Let \(G\) be a group with subgroups \(H\) and \(K\) satisfying the following conditions.

\(G = HK = \{ hk : h \in H, k \in K \}\);

\(H \cap K = \{ e \}\);

\(hk = kh\) for all \(k \in K\) and \(h \in H\).

Then \(G\) is the *internal direct product* of \(H\) and \(K\).

The group \(U(8)\) is the internal direct product of \begin{equation*}H = \{1, 3 \} \quad \text{and} \quad K = \{1, 5 \}.\end{equation*}

The dihedral group \(D_6\) is an internal direct product of its two subgroups \begin{equation*}H = \{\identity, r^3 \} \quad \text{and} \quad K = \{\identity, r^2, r^4, s, r^2s, r^4 s \}.\end{equation*} It can easily be shown that \(K \cong S_3\); consequently, \(D_6 \cong {\mathbb Z}_2 \times S_3\).

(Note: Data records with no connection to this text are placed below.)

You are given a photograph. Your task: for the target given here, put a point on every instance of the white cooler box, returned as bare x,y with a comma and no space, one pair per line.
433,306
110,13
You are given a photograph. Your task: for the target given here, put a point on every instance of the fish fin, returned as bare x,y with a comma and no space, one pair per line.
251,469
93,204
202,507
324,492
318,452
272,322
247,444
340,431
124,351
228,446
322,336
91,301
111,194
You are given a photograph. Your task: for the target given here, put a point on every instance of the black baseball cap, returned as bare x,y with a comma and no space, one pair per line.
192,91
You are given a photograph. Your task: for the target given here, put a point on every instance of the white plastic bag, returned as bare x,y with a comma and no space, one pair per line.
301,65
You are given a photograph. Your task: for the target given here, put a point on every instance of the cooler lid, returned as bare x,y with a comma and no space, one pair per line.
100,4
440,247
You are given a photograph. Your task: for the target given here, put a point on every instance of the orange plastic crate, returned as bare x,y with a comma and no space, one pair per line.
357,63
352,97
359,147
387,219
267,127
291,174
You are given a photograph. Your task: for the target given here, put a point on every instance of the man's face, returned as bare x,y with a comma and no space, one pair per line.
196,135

Not every group can be written as the internal direct product of two of its proper subgroups. If the group \(S_3\) were an internal direct product of its proper subgroups \(H\) and \(K\), then one of the subgroups, say \(H\), would have to have order 3. In this case \(H\) is the subgroup \(\{ (1), (123), (132) \}\). The subgroup \(K\) must have order 2, but no matter which subgroup we choose for \(K\), the condition that \(hk = kh\) will never be satisfied for \(h \in H\) and \(k \in K\).

Let \(G\) be the internal direct product of subgroups \(H\) and \(K\). Then \(G\) is isomorphic to \(H \times K\).

The group \({\mathbb Z}_6\) is an internal direct product isomorphic to \(\{ 0, 2, 4\} \times \{ 0, 3 \}\).

We can extend the definition of an internal direct product of \(G\) to a collection of subgroups \(H_1, H_2, \ldots, H_n\) of \(G\), by requiring that

\(G = H_1 H_2 \cdots H_n = \{ h_1 h_2 \cdots h_n : h_i \in H_i \}\);

\(H_i \cap \langle \cup_{j \neq i} H_j \rangle = \{ e \}\);

\(h_i h_j = h_j h_i\) for all \(h_i \in H_i\) and \(h_j \in H_j\).

We will leave the proof of the following theorem as an exercise.

Let \(G\) be the internal direct product of subgroups \(H_i\), where \(i = 1, 2, \ldots, n\). Then \(G\) is isomorphic to \(\prod_i H_i\).